Hacker News new | ask | show | jobs
by eeadc 4638 days ago
The fact that returning memory to the Kernel is hard is supported by the circumstance, that most allocators will use brk/sbrk to resize the data segment of the executing process to allocate memory, at least if they shall allocate few memory.

The other fact, that allocators have to lock global data structures is also not true. Most modern operating systems supports thread-local storage and therefore you don't need locking because you can keep much per-threads allocators, and only if you want to release memory of a foreign thread you have to lock (but that's also bad practice in most cases).

Therefore, this article is great if your horizon end at the default allocators tcmalloc, ptmalloc and jemalloc, but the reality is much more complex. The fact that such a thing doesn't exists isn't founded in the fact that it's hard to implement, it's founded in the fact that there is no need for such an allocator, because most well-written software will allocate large chunks of memory.

3 comments

> (...) that most allocators will use brk/sbrk to resize the data segment of the executing process to allocate memory, at least if they shall allocate few memory.

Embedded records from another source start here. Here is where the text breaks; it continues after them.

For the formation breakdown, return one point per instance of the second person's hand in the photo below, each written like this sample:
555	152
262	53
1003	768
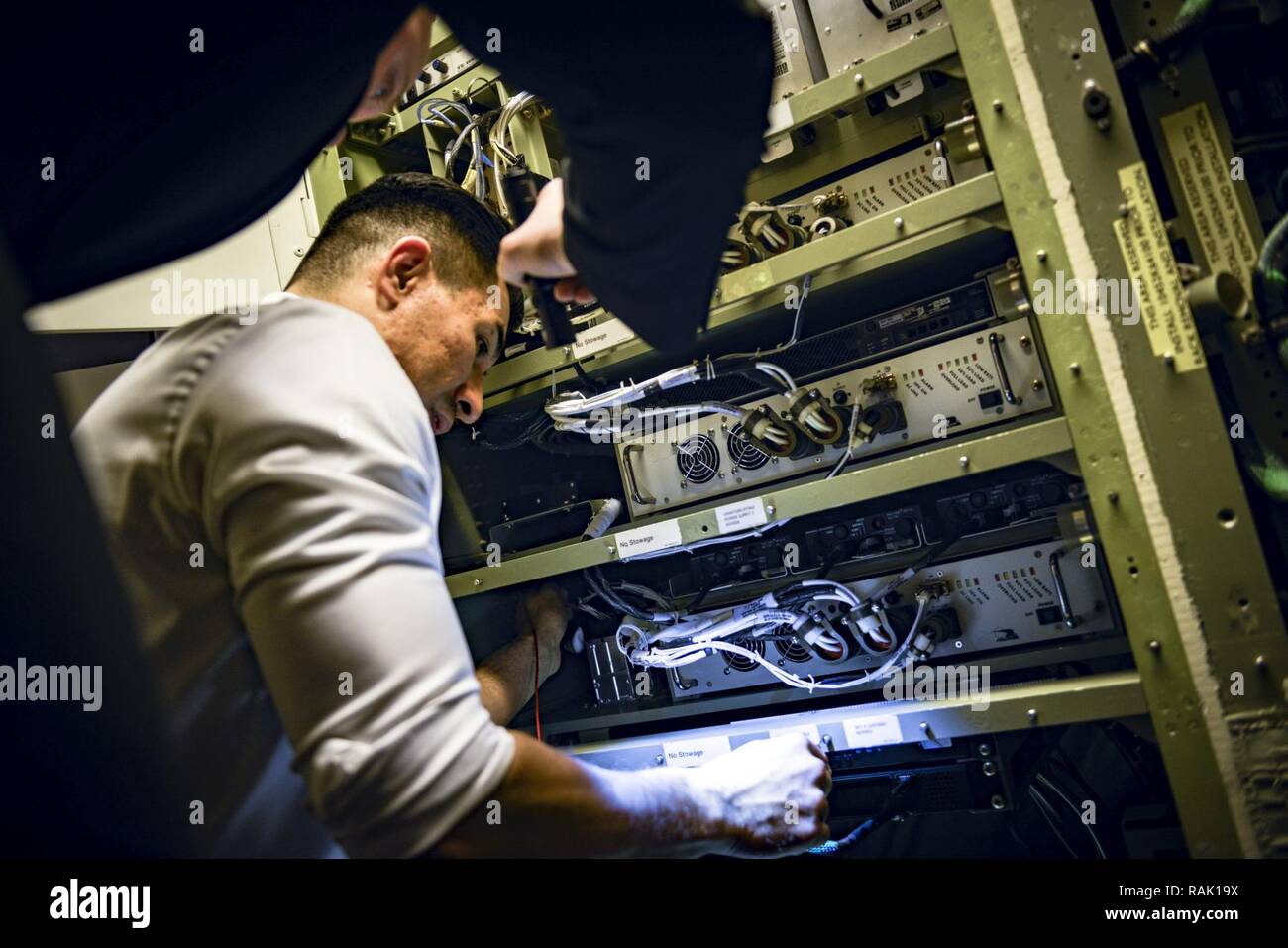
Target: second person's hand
536	249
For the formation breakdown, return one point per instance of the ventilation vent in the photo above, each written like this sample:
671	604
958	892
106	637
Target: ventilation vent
698	459
742	662
743	453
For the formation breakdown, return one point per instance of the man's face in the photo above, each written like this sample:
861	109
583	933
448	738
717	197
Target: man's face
445	339
463	338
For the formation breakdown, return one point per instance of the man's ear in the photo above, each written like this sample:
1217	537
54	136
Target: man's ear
406	266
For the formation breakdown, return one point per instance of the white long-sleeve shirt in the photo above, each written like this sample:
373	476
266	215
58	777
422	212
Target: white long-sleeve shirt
271	494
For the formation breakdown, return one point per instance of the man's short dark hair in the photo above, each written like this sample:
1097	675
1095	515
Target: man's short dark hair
464	232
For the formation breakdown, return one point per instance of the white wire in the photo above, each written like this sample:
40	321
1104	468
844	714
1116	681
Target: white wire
1054	789
778	372
684	655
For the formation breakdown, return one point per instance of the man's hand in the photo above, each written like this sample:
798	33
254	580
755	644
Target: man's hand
535	249
772	793
545	614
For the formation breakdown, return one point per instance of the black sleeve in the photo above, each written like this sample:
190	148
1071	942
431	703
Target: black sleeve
158	149
662	112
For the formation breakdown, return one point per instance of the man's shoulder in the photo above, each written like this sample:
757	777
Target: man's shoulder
301	351
304	364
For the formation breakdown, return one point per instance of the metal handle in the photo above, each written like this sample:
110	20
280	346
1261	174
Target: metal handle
995	346
520	188
630	475
1070	621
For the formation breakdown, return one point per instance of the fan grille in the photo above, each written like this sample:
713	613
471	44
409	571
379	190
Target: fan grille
698	459
742	662
743	453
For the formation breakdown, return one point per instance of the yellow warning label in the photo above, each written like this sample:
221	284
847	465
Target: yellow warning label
1205	176
1151	268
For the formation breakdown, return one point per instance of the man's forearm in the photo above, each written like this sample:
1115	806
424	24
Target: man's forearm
552	804
505	679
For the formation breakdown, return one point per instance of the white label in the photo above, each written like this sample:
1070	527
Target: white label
695	751
780	120
599	338
658	536
871	732
809	730
741	515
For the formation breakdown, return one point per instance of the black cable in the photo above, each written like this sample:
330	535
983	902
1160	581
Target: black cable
889	810
702	594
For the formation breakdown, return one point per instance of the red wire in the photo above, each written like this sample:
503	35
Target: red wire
536	681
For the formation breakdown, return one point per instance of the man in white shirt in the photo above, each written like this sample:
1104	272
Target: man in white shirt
271	491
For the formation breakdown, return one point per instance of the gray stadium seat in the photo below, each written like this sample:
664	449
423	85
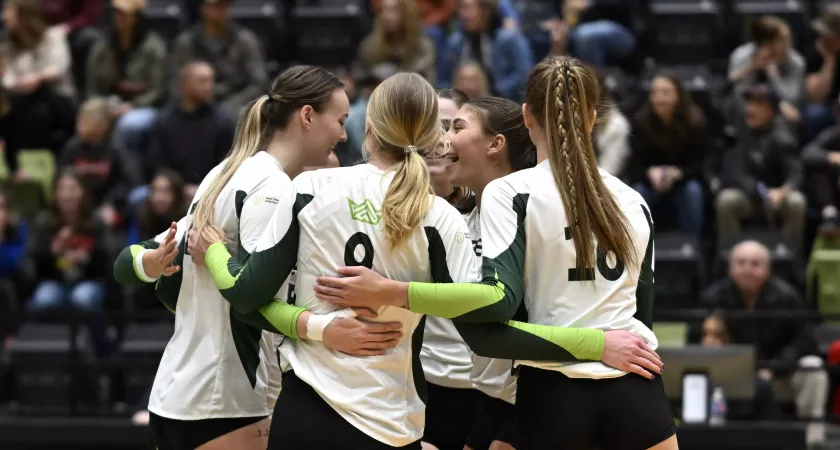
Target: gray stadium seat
686	32
139	356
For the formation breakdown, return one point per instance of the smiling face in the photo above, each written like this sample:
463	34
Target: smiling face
326	129
468	149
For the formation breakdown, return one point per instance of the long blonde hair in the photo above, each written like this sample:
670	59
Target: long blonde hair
561	95
292	90
402	116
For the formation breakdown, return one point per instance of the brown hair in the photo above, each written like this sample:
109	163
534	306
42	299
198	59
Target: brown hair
293	89
31	25
561	95
411	30
403	117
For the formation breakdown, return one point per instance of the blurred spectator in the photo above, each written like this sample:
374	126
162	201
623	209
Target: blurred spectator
503	53
79	20
471	79
235	53
594	31
822	161
37	75
351	151
750	286
397	39
129	68
769	58
765	406
822	84
763	172
12	245
104	166
66	247
669	142
191	137
612	137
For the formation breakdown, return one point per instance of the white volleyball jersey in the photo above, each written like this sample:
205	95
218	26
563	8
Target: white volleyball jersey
556	292
215	365
491	376
332	219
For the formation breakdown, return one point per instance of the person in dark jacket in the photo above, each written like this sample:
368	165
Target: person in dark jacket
669	141
822	162
12	247
750	286
66	246
193	137
763	172
130	68
100	161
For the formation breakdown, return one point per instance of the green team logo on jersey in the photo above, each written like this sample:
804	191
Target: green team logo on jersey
364	212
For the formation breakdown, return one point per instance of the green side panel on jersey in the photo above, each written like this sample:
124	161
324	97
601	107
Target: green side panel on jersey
251	285
124	270
495	299
247	341
644	288
168	288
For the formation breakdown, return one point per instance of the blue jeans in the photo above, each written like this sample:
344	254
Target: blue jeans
684	201
133	128
86	296
594	42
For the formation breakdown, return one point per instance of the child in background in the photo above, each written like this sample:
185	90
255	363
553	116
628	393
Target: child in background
102	164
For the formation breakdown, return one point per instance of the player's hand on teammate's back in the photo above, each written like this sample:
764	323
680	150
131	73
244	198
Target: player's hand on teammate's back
626	351
359	338
357	287
159	261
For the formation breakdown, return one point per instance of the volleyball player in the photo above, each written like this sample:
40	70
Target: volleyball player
582	241
210	388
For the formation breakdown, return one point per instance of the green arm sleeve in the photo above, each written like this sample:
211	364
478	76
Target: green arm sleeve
124	270
277	317
520	340
250	285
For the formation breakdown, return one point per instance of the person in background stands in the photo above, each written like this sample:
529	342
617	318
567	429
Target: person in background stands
129	67
822	84
502	52
769	58
822	161
37	75
234	52
12	246
79	20
66	247
669	141
193	136
100	162
397	38
750	286
763	172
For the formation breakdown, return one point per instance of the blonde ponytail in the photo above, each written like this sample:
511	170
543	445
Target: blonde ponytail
562	94
247	141
407	200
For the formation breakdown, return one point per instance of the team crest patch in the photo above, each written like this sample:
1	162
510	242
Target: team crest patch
365	212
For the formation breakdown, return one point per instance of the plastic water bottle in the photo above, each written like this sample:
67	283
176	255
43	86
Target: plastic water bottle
717	416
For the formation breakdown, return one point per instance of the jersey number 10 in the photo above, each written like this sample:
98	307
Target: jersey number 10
588	274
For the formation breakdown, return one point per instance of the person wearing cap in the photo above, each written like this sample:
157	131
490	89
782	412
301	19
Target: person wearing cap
769	58
762	174
235	53
129	67
822	84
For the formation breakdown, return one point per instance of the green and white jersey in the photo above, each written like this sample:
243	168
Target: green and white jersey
332	218
492	376
216	363
529	274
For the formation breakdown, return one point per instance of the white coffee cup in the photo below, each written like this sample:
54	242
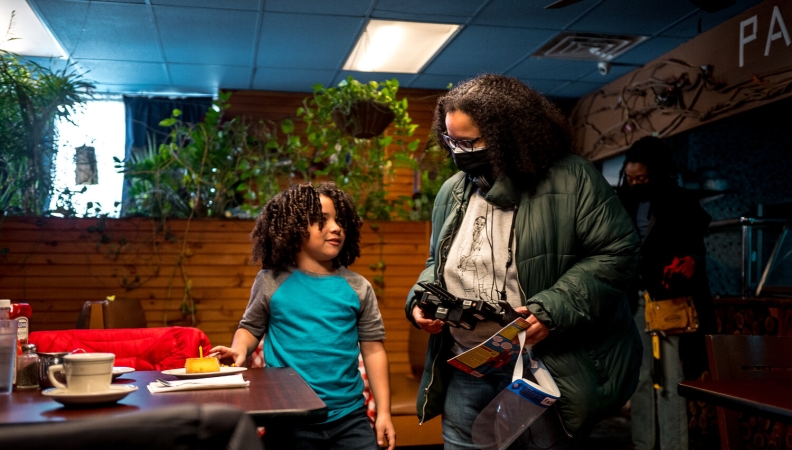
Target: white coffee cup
85	372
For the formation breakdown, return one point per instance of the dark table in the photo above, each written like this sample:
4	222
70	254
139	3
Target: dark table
767	398
274	395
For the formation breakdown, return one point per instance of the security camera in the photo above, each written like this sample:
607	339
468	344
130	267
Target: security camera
603	67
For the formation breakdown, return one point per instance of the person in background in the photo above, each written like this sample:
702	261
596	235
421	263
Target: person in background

The other commonly used backend for malloc() is mmap() without underlying file:

  void *chunk = mmap(NULL, length, PROT_READ|PROT_WRITE, MAP_ANONYMOUS, -1, 0);
Handy both when allocating large chunks of memory and for allocating pools for smaller suballocations. Has the additional benefit of being zeroed-out at low cost (or no cost at all -- for example via hardware DMA), and also playing nice on systems with constrained / fragmented address space, as kernel is free to allocate at any address visible from userspace.
> Most modern operating systems supports thread-local storage and therefore you don't need locking because you can keep much per-threads allocators

The article explicitly points this out, and points out the problem with it: It means wasting memory on per-thread pools, and the more threads you use, the larger the pools needs to be if you want to prevent contention, compounding the problem.

> because most well-written software will allocate large chunks of memory.

1. Most software is not well written.

2. Most large pieces well written pieces of software that allocates only large chunks of memory has some custom allocator of some sort (or horrible abuses of arrays) embedded somewhere to work around exactly the problems noted in the article. In many cases people end up wasting time writing the same types of specialised allocators over and over.

I've seen plenty of large C and C++ apps that'd have benefitted greatly from a simple arena allocator for example... And I have also seen countless of implementations of arena allocators and various pool allocators and tons of other variations.

In other words: These things do exist. They're common, to the point where they're often covered in books on C/C++. Especially for C++ where there is specific built in (though weak) support for custom allocators.

> because most well-written software will allocate large chunks of memory.

The average string length in most programs is about 5 to 10 bytes. Plenty of well written software works with strings like that.